Using ChromaDB to store the embeddings. We’ll skip this if we’ve already saved the embedding

In [4]:
from langchain.vectorstores import Chroma
from langchain.embeddings.openai import OpenAIEmbeddings

# Create the mebedding function
embedding_function = OpenAIEmbeddings(deployment="text-embedding-ada-002",chunk_size = 1)

In [5]:
# Create a database from the documents and embedding function
db = Chroma.from_documents(documents=documents[:1], embedding=embedding_function, persist_directory="TSR-embeddings")



In [6]:
# Persist the data to disk
# db.persist() We already have the data

### Embeddings loading
Since the embeddings are already created, we'll just load them from the files:

In [7]:
# Import chroma
from langchain.vectorstores import Chroma
from langchain.embeddings.openai import OpenAIEmbeddings

# Create the embedding function
embedding = OpenAIEmbeddings(deployment="text-embedding-ada-002",chunk_size = 1)
db = Chroma(persist_directory="TSR-embeddings", embedding_function=embedding)
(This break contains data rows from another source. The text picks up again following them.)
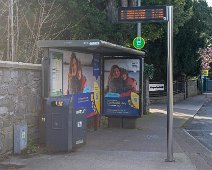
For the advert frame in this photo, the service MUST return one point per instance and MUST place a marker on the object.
(140, 86)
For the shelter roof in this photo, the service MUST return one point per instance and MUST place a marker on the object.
(91, 46)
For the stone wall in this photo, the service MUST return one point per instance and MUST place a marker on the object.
(20, 100)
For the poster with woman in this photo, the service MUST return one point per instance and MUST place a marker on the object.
(73, 74)
(121, 87)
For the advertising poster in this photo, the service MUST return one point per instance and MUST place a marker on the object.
(78, 79)
(121, 87)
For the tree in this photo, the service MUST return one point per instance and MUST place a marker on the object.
(187, 41)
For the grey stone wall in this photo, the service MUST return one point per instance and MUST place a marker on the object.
(20, 100)
(192, 89)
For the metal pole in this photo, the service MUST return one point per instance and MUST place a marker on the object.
(12, 31)
(139, 24)
(170, 86)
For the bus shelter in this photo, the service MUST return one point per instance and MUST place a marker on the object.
(105, 77)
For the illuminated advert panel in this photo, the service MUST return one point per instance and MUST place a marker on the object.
(142, 14)
(122, 96)
(78, 75)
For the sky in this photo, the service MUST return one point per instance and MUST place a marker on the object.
(209, 2)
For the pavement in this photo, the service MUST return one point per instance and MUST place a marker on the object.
(143, 148)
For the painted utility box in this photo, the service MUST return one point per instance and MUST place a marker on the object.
(20, 137)
(65, 123)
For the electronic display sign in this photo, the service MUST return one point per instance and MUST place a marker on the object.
(142, 14)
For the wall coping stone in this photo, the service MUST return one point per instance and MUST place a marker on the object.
(20, 65)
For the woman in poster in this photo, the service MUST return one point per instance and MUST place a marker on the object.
(115, 80)
(129, 83)
(81, 77)
(76, 80)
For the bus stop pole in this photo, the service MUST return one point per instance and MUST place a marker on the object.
(139, 24)
(170, 86)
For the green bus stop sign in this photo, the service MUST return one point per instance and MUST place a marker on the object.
(138, 42)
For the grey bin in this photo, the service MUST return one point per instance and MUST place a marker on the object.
(65, 125)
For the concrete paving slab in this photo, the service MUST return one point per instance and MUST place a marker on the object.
(105, 160)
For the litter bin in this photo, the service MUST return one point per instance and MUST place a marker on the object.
(65, 125)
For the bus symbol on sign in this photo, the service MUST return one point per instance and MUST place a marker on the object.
(138, 42)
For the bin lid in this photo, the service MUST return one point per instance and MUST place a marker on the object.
(91, 46)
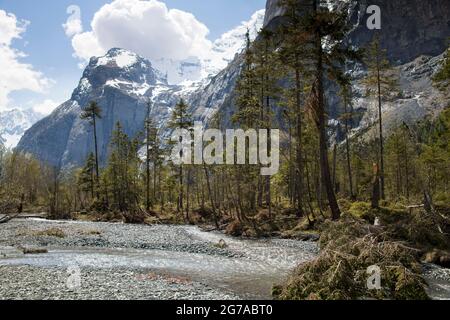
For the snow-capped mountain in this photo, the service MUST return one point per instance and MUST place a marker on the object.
(14, 123)
(122, 83)
(222, 52)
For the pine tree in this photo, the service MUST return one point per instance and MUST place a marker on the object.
(328, 55)
(347, 117)
(92, 113)
(87, 175)
(381, 83)
(292, 55)
(181, 119)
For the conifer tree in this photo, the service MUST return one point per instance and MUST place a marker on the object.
(181, 119)
(381, 83)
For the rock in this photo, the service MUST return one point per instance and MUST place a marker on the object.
(438, 257)
(33, 250)
(222, 244)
### Create a QA chain using RAG

In [8]:
question = "What is TSR?"
question = "Main challenges of TSR"
question = "What are some approaches to solve the TSR problem?"
question = "Which datasets are useful and why?"
question = "Where should I start if I want to compare TSR models?"
question = "How can I evaluate a TSR model performance?"
question = "Explain the details of the GriTS  metric"
question = "Explain the details of the TEDS  metric"

In [9]:
# Import
from langchain.prompts import PromptTemplate
from langchain.chains.llm import LLMChain
from langchain.chat_models import ChatOpenAI
from langchain.chat_models import AzureChatOpenAI
from langchain.schema import HumanMessage

# Query the database as store the results as `context_docs`
context_docs = db.similarity_search(question)
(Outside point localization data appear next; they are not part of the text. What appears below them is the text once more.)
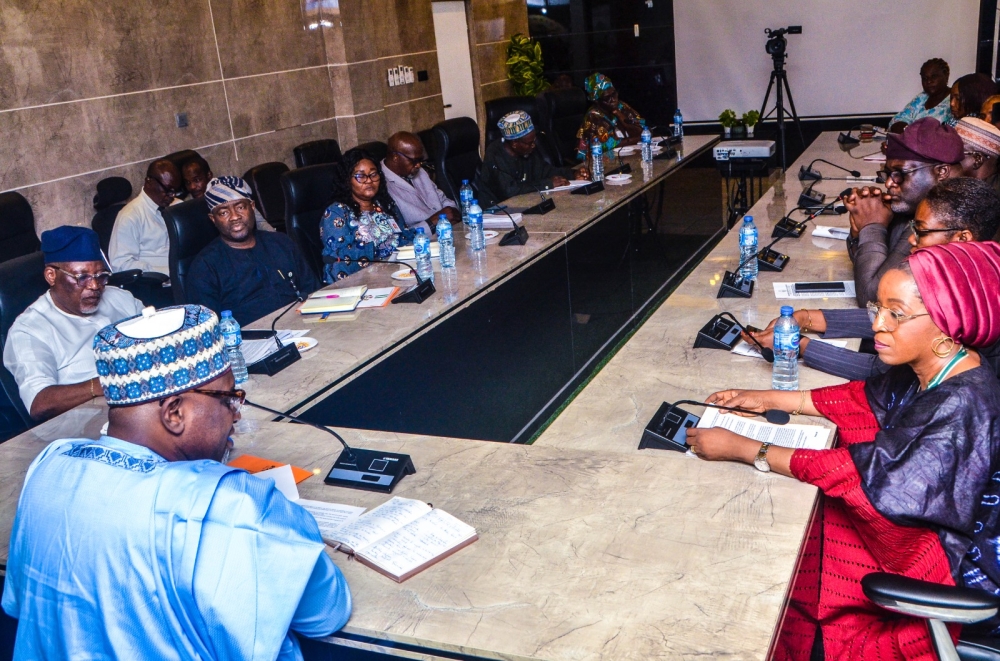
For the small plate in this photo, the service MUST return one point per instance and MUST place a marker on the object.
(404, 274)
(487, 234)
(304, 344)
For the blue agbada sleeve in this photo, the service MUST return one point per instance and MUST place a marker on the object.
(261, 572)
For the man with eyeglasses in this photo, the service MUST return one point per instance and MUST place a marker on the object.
(419, 200)
(249, 272)
(956, 210)
(513, 165)
(143, 544)
(139, 239)
(49, 346)
(926, 154)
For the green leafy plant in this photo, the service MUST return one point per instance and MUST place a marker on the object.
(728, 118)
(525, 66)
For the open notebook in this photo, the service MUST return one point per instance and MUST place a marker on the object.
(402, 537)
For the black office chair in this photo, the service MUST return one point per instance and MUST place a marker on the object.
(317, 152)
(265, 183)
(17, 227)
(190, 230)
(456, 147)
(939, 604)
(21, 283)
(112, 194)
(561, 114)
(377, 150)
(307, 195)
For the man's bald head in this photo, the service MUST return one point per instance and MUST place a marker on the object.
(163, 182)
(406, 154)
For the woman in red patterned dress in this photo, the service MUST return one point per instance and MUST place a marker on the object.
(913, 487)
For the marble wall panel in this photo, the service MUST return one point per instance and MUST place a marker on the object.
(258, 36)
(277, 101)
(50, 142)
(79, 49)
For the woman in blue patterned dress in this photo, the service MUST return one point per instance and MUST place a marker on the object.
(362, 224)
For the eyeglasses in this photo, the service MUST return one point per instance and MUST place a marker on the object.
(413, 161)
(362, 177)
(83, 280)
(232, 398)
(899, 176)
(923, 233)
(890, 318)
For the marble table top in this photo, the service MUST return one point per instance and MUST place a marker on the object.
(658, 362)
(346, 347)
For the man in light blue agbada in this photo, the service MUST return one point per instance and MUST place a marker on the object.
(141, 544)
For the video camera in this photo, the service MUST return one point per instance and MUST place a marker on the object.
(776, 42)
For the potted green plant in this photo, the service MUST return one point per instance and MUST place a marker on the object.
(750, 119)
(727, 118)
(525, 67)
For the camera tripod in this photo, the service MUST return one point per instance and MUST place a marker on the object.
(780, 76)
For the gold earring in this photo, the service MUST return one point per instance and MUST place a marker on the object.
(936, 346)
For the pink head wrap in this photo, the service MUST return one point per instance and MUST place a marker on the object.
(960, 285)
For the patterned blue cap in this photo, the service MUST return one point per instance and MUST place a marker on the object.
(159, 353)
# Create a prompt with 2 variables: `context` and `question`
prompt = PromptTemplate(
    template=""""Use the following pieces of context to answer the question at the end. If you don't know the answer, just say that you don't know, don't try to make up an answer.

<context>
{context}
</context>

Question: {question}
Helpful Answer, formatted in markdown:""",
    input_variables=["context", "question"]
)

# Create an LLM with ChatOpenAI
llm = AzureChatOpenAI(
    openai_api_base=OPENAI_API_BASE,
    openai_api_version=OPENAI_API_VERSION,
    deployment_name="gpt-35-turbo",
    openai_api_key=OPENAI_API_KEY,
    openai_api_type=OPENAI_API_TYPE,
)

In [10]:
# Create the chain
qa_chain = LLMChain(llm=llm, prompt=prompt)

# Call the chain
result = qa_chain({
    "question": question,
    "context": "\n".join([doc.page_content for doc in context_docs])
})

# Print the result
print(f"User:\n\t-{question}\n")
print(f"TSR Guru:\n{result['text']}")

User:
	-Explain the details of the TEDS  metric

TSR Guru:
The TEDS (Tree-Edit-Distance-Based Similarity) metric is a similarity measure used to evaluate the quality of table recognition methods. It was introduced in a research paper [37] and is calculated based on the tree structure of HTML tags representing the prediction and ground-truth tables.

The TEDS metric is calculated using the following formula:

TEDS(Ta, Tb) = 1 - EditDist(Ta, Tb) / max(|Ta|, |Tb|)

Where Ta and Tb represent tables in tree structure HTML format, and EditDist represents the tree-edit distance between the two tables. |T| represents the number of nodes in the table.

The TEDS metric is used to measure the similarity between predicted and ground-truth tables. A higher TEDS value indicates a higher similarity between the two tables. It is a commonly used evaluation metric in the field of table recognition.